Sql-server – Login in server suddenly lost mapping to their Users in databases

availability-groupsloginsSecuritysql serversql server 2014

Mine is Always ON availability environment. I have 3 SQL 2014 servers(Primary and 2 replicas). Since one year all the logins working FINE in the servers. Some how suddenly, I am getting errors from the Application server stating that the PIDS were not able to access the Database. The PIDS are successfully logging in the server but not able to access database. I checked the mappings of the login in the server. I seen no database was checked.
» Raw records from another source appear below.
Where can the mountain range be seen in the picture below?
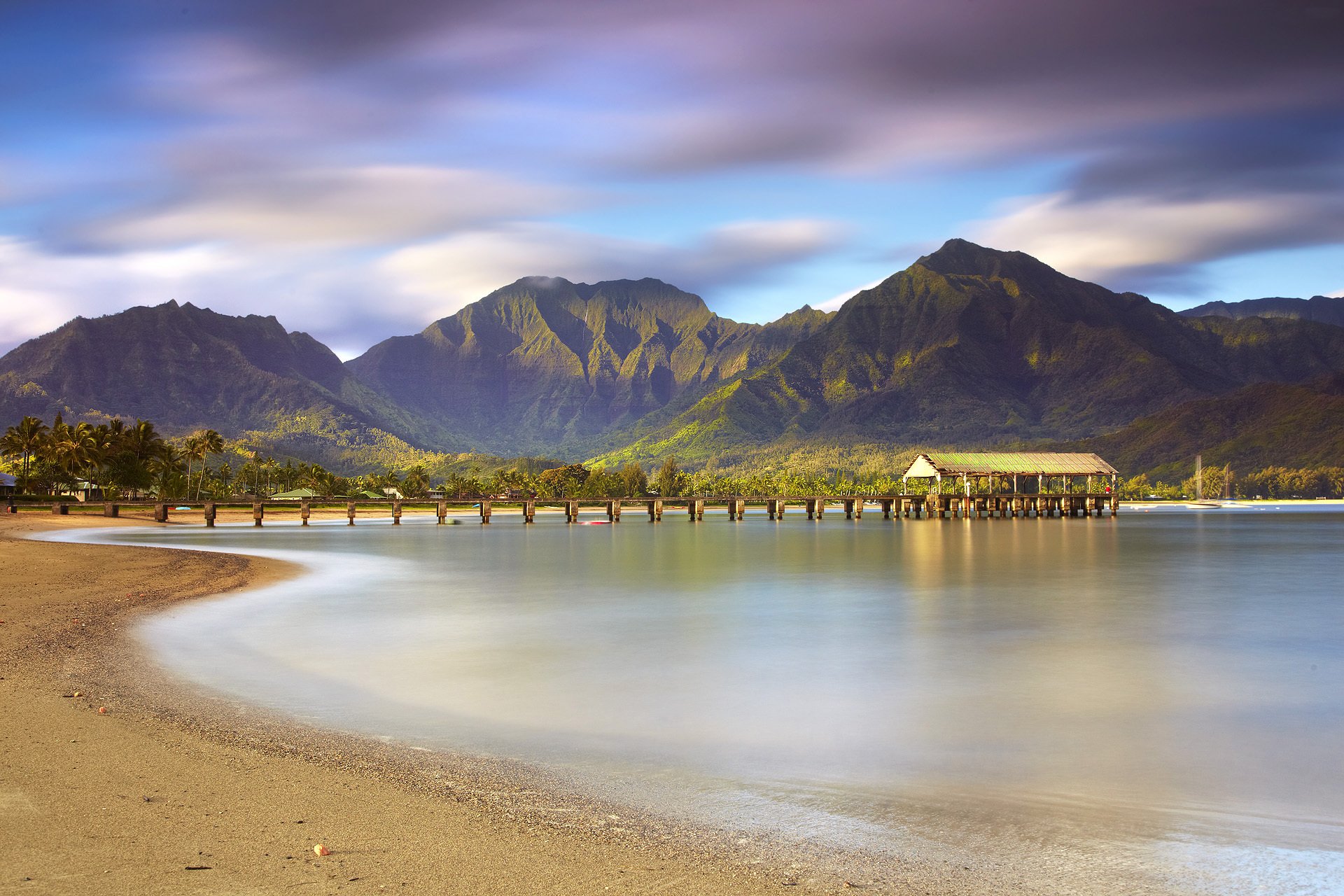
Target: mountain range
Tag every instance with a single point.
(967, 347)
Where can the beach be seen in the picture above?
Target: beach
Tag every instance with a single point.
(166, 793)
(182, 789)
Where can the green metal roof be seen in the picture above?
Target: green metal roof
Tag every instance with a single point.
(1008, 463)
(296, 493)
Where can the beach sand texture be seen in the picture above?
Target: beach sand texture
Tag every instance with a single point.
(150, 802)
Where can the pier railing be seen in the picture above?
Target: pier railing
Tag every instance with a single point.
(967, 507)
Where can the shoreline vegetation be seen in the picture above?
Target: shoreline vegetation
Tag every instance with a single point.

I dont know how it lost its mapping to user in the database.

When I checked for the user in the database, I can see that user exist in the database and has all the required privileges assigned to that user too..

NOte: I tried to restart the server that which fix the problem for 2 hours and again we ran back to the same issue. I droped all those users(who lost mapping from Login) and recreated them with all the SIDs synced in all three servers. This fixed my problem for now. but I want to know the root cause of the issue.

Question 1: How my user lost their mappings with login suddenly that which are working absolutely fine since 1 YEAR.

Question 2: How a simple server restart fix the issue for a couple of hours and again why the problem came back.

Best Answer

Question 1: How my user lost their mappings with login suddenly that which are working absolutely fine since 1 YEAR.

There is nothing internal to AGs that would do this. This had to have been done by someone or something. The Logins and Users are mapped via their SID, thus if the mapping no longer was valid (different SIDs), the only way those can become different is either it was initially setup incorrectly or someone/something changed it. You could attempt to look at the default trace and see if it has any data, but if you weren't auditing for it chances are you won't find it retroactively as SQL Server doesn't save that type of data.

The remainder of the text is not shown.